Posted inGames

What would you do with 790 Billion ISK?!?

Only a couple of people reading this blog probably have any idea what “ISK” is. (Of course there are probably only just a couple people reading this in the first place, so I think I’m safe in saying that I’m effectively serving my audience. ;-))

Interstellar Kredits (or ISK) is the currency in the world of EVE Online (which I have discussed previously). EVE features an open economy, where the players are responsible for almost all of the buying and selling in the game. The economy is closely tied with the political aspect of the game, which of course is also player driven. Corporations rise and fall as they struggle for market dominance and control of valuable resource-rich territory.

Unfortunately the economy is so flexible and open-ended, players can fall for the same scams that sometimes work IRL (in real life).
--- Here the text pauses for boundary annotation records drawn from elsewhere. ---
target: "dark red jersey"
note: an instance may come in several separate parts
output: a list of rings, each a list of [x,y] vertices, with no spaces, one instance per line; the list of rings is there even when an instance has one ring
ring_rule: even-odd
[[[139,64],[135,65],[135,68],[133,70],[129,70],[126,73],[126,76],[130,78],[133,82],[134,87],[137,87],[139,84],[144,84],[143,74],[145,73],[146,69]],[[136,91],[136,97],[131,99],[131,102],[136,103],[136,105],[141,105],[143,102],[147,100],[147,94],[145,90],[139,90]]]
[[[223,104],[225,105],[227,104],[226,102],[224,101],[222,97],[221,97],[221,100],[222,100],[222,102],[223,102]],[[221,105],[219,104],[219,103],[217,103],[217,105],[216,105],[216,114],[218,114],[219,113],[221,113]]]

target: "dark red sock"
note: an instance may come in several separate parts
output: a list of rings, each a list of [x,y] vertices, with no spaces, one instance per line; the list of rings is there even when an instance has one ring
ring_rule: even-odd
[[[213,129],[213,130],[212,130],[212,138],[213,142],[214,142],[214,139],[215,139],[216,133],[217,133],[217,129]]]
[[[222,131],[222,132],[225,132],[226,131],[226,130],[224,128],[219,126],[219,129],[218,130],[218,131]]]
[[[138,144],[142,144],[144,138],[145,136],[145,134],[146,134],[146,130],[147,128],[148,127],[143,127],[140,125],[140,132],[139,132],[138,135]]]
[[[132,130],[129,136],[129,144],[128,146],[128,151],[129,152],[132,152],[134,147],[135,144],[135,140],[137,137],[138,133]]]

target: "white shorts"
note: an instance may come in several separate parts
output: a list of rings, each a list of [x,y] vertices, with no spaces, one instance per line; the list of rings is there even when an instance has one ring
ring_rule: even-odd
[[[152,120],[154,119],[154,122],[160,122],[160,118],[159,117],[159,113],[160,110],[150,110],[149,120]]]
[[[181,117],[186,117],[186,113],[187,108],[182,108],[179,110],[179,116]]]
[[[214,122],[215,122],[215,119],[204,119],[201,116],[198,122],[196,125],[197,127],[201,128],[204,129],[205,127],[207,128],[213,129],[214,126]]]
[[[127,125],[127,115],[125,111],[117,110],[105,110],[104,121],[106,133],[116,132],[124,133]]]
Recently, the mother of all online scams was perpetuated in EVE Online, as discussed in this article from the MMORPG blog on…

It’s the story of a guy named “cally”, who ran a corporation, a player-operated bank called “Eve Intergalactic Bank”. Over the course of four months, hundreds of players deposited money in his bank, which offered interest, loans and insurance like every other ordinary bank. Except for the fact that one day, cally decided to grab all the money that was deposited and fly off to space with an alleged total sum of 790 billion Isk. In real life, this would translate to $170,000 – quite possibly the biggest MMO scam ever conducted.

Not only that, he also took the time to record a video in which he confesses his crimes, makes fun of the community, and reveals that he is a pirate, who once held the highest bounty in the game.

Here’s a link to the video on Google, but be warned… It contains some expletives, is occasionally difficult to understand, and worst of all, it’s really really boring. The most interesting quote from the video comes right at the beginning…

This is an official announcement from Cally of the EIB. Just to let you all know, yes, it was a scam. Sorry about that, but, what can I say? I scammed you.

As a result of this scam, a debate has broken out in the EVE community, and the MMOG world at large, discussing what if anything should be done about situations like these… Should the game developers step in to take action against the scammer and restore the lost money, or is it simply caveat emptor (buyer beware)?

Keep in mind, no actual money was stolen (just a huge investment in game-playing time) and no specific in-game rules were broken. So, in this particular situation, I personally am leaning in the “buyer beware” direction. (Of course, it wasn’t my ISK.)

I find it extremely interesting how virtual worlds like EVE (and Second Life and World of Warcraft and many others…) are starting to model real-world behaviors more and more.